A cuboid has a total surface area of $50{{m}^{2}}$and lateral surface area is $30{{m}^{2}}$ . Find the area of its base.

Answer 1

Hint: We have a cuboid whose total surface area is $50{{m}^{2}}$ and the lateral surface area is $30{{m}^{2}}$. We need to find the area of its base. Let us assume that the length, breadth, and height of the cuboid are l, b, and h respectively. As we know that the total surface area of cuboid is given by: $TSA=2\left( lb+bh+lh \right)$ and lateral surface area of cuboid is given by: $LSA=2\left( bh+lh \right)$ . Now, put the values of total surface area and lateral surface area in these formulas and get the value of $\left( l\times b \right)$ . The value of $\left( l\times b \right)$ is the area of its base.

Complete step by step answer:
We have a cuboid as shown in the figure:

We have:
Total surface area of cuboid:$TSA=50{{m}^{2}}$
Lateral surface area of cuboid: $LSA=30{{m}^{2}}$
As we know that:
$TSA=2\left( lb+bh+lh \right)$
$LSA=2\left( bh+lh \right)$
So, by putting the value of TSA and LSA, we get:
$\begin{align}
  & \Rightarrow 2\left( lb+bh+lh \right)=50{{m}^{2}}......(1) \\
 & \Rightarrow 2\left( bh+lh \right)=30{{m}^{2}}......(2) \\
\end{align}$
We can write equation (1) as:
$\Rightarrow 2\left( lb \right)+2\left( bh+lh \right)=50{{m}^{2}}......(3)$
Now, put the value of $2\left( bh+lh \right)$ from equation (2) in equation (3), we get:
$\begin{align}
  & \Rightarrow 2\left( lb \right)+30{{m}^{2}}=50{{m}^{2}} \\
 & \Rightarrow 2\left( lb \right)=20{{m}^{2}} \\
 & \Rightarrow \left( l\times b \right)=10{{m}^{2}} \\
\end{align}$

Hence, the area of the base is $10{{m}^{2}}$.

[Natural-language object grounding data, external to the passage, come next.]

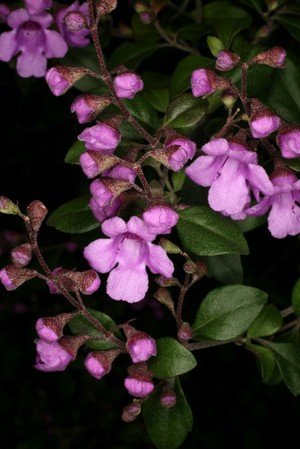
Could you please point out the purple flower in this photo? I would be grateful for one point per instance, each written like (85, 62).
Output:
(130, 248)
(232, 172)
(35, 43)
(288, 140)
(37, 6)
(284, 217)
(51, 356)
(160, 219)
(127, 85)
(100, 137)
(138, 388)
(74, 38)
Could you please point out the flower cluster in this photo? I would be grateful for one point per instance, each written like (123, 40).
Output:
(31, 40)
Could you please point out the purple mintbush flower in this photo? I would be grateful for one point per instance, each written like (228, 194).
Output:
(284, 217)
(100, 137)
(51, 356)
(74, 38)
(288, 140)
(130, 248)
(127, 85)
(160, 219)
(35, 43)
(232, 172)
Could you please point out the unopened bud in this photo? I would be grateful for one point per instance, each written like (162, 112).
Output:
(12, 277)
(37, 212)
(184, 332)
(8, 207)
(21, 255)
(131, 411)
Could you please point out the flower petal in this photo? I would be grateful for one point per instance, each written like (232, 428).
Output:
(158, 261)
(102, 254)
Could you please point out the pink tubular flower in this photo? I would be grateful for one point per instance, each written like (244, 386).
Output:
(35, 43)
(232, 172)
(130, 248)
(100, 137)
(160, 219)
(127, 85)
(74, 38)
(51, 356)
(284, 217)
(288, 140)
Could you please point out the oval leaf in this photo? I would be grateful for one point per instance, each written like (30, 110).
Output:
(167, 427)
(267, 323)
(227, 312)
(207, 233)
(74, 217)
(172, 359)
(185, 111)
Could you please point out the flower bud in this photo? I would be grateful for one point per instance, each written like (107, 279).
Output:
(60, 78)
(160, 219)
(227, 60)
(126, 85)
(75, 21)
(184, 332)
(8, 207)
(21, 255)
(275, 57)
(51, 328)
(12, 277)
(98, 363)
(101, 137)
(37, 212)
(139, 382)
(205, 82)
(288, 140)
(131, 411)
(88, 106)
(140, 345)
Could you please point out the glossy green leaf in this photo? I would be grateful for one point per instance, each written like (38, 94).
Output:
(296, 298)
(74, 216)
(185, 110)
(267, 323)
(287, 358)
(227, 268)
(81, 326)
(167, 427)
(207, 233)
(131, 54)
(74, 153)
(265, 361)
(181, 78)
(172, 359)
(227, 312)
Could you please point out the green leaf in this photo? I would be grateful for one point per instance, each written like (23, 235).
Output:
(81, 326)
(141, 109)
(167, 427)
(131, 54)
(267, 323)
(207, 233)
(181, 78)
(284, 94)
(185, 110)
(74, 217)
(296, 298)
(74, 153)
(227, 312)
(172, 359)
(287, 358)
(226, 268)
(265, 361)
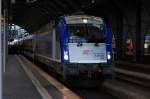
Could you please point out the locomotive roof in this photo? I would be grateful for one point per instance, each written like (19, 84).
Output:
(78, 19)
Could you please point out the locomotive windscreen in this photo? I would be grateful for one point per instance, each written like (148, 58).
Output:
(86, 33)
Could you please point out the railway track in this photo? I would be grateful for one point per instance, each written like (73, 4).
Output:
(134, 73)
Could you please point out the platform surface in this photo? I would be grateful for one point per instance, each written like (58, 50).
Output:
(16, 83)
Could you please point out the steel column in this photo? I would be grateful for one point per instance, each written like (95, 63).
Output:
(1, 61)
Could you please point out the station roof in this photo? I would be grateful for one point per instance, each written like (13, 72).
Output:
(32, 14)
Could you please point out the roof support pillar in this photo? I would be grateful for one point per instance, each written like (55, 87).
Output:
(119, 36)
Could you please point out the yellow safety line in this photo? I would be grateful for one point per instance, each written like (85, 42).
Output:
(43, 92)
(67, 93)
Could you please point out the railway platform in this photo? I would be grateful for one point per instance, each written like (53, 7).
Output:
(24, 81)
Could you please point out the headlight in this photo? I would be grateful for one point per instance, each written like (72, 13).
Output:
(66, 56)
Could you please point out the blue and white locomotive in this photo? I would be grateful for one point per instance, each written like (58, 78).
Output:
(77, 48)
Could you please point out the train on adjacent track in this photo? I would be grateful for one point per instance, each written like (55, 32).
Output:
(77, 48)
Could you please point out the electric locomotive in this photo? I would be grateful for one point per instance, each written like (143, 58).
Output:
(77, 48)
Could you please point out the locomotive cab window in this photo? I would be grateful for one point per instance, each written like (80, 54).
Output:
(86, 33)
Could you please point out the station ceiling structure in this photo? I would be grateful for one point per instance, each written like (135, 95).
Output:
(32, 14)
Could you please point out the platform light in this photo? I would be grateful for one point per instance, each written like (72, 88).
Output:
(85, 20)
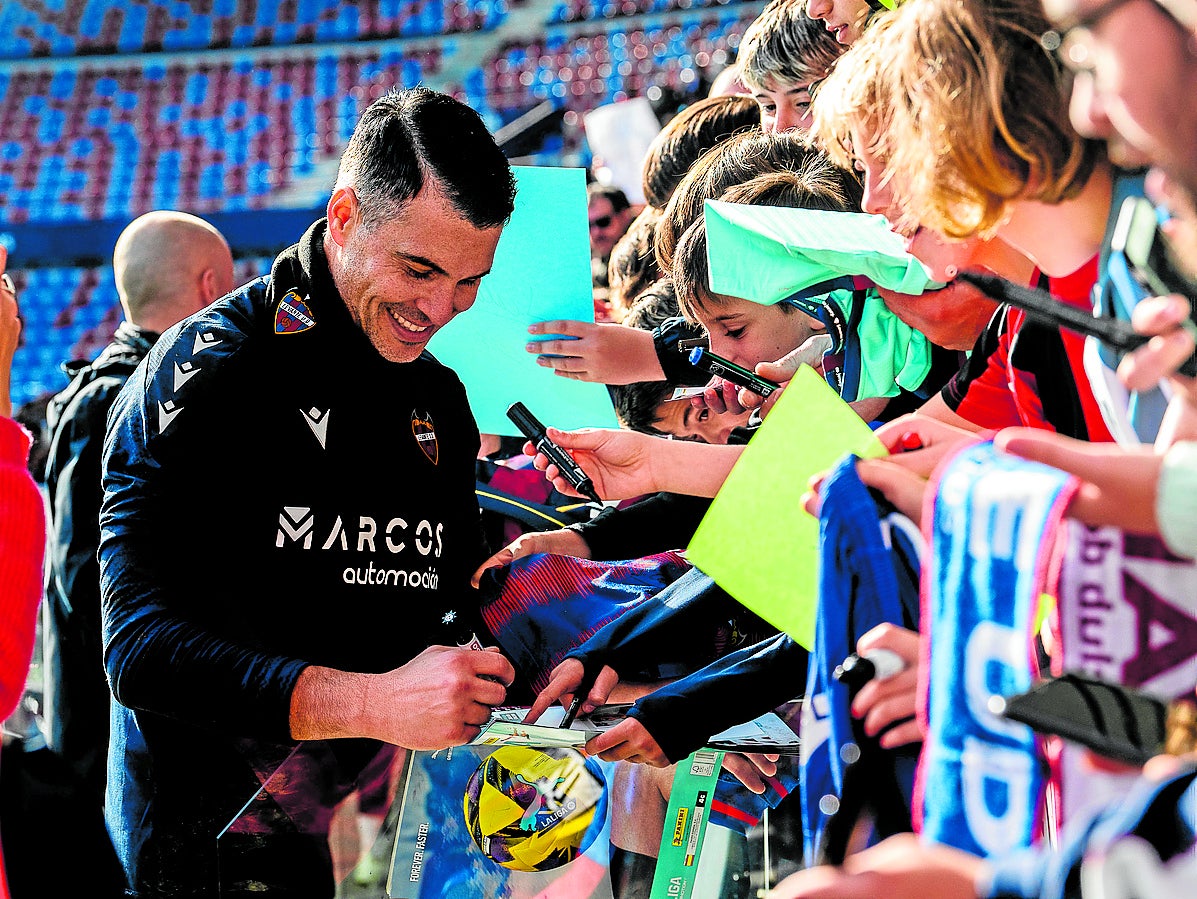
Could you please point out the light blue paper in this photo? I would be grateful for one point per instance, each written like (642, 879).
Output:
(541, 272)
(767, 253)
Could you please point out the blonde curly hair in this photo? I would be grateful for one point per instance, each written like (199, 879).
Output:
(964, 107)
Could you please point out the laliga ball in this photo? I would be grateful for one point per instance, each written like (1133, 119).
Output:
(534, 809)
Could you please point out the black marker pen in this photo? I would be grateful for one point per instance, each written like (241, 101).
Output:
(534, 431)
(716, 365)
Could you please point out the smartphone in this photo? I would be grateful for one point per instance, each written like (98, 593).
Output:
(1152, 260)
(1045, 308)
(705, 360)
(1109, 718)
(1137, 236)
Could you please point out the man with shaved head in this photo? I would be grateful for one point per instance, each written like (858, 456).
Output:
(168, 265)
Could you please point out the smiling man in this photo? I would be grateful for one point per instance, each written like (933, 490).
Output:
(290, 524)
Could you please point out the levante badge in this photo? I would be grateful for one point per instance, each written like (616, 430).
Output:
(425, 435)
(293, 315)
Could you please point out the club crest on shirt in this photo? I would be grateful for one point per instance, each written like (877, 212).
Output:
(425, 435)
(293, 314)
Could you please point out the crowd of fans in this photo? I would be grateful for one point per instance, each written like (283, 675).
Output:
(1003, 138)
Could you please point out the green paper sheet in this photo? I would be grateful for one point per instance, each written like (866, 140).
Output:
(757, 541)
(541, 272)
(767, 253)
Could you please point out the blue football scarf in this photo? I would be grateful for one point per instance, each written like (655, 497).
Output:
(990, 532)
(862, 553)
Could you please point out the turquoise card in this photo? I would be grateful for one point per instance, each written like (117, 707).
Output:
(541, 272)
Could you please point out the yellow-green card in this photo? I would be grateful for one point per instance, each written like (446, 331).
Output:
(757, 541)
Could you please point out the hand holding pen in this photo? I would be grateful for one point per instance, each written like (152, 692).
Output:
(530, 427)
(571, 679)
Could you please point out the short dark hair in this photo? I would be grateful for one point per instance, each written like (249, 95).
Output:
(632, 265)
(815, 184)
(408, 135)
(637, 404)
(733, 162)
(690, 134)
(784, 46)
(619, 200)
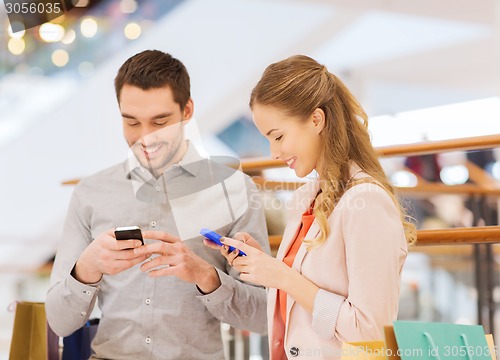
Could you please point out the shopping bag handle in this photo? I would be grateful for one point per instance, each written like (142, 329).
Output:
(435, 353)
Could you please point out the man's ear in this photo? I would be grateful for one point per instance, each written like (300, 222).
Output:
(188, 111)
(319, 120)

Note: The lateral surface of an object covers all of the sides of the object, excluding its base and top (when they exist). The lateral surface area is the area of the lateral surface. Whereas, the total surface area of an object is the area of all the faces of an object, which means that the total surface area includes the lateral surface area as well as the area of top and base of the object.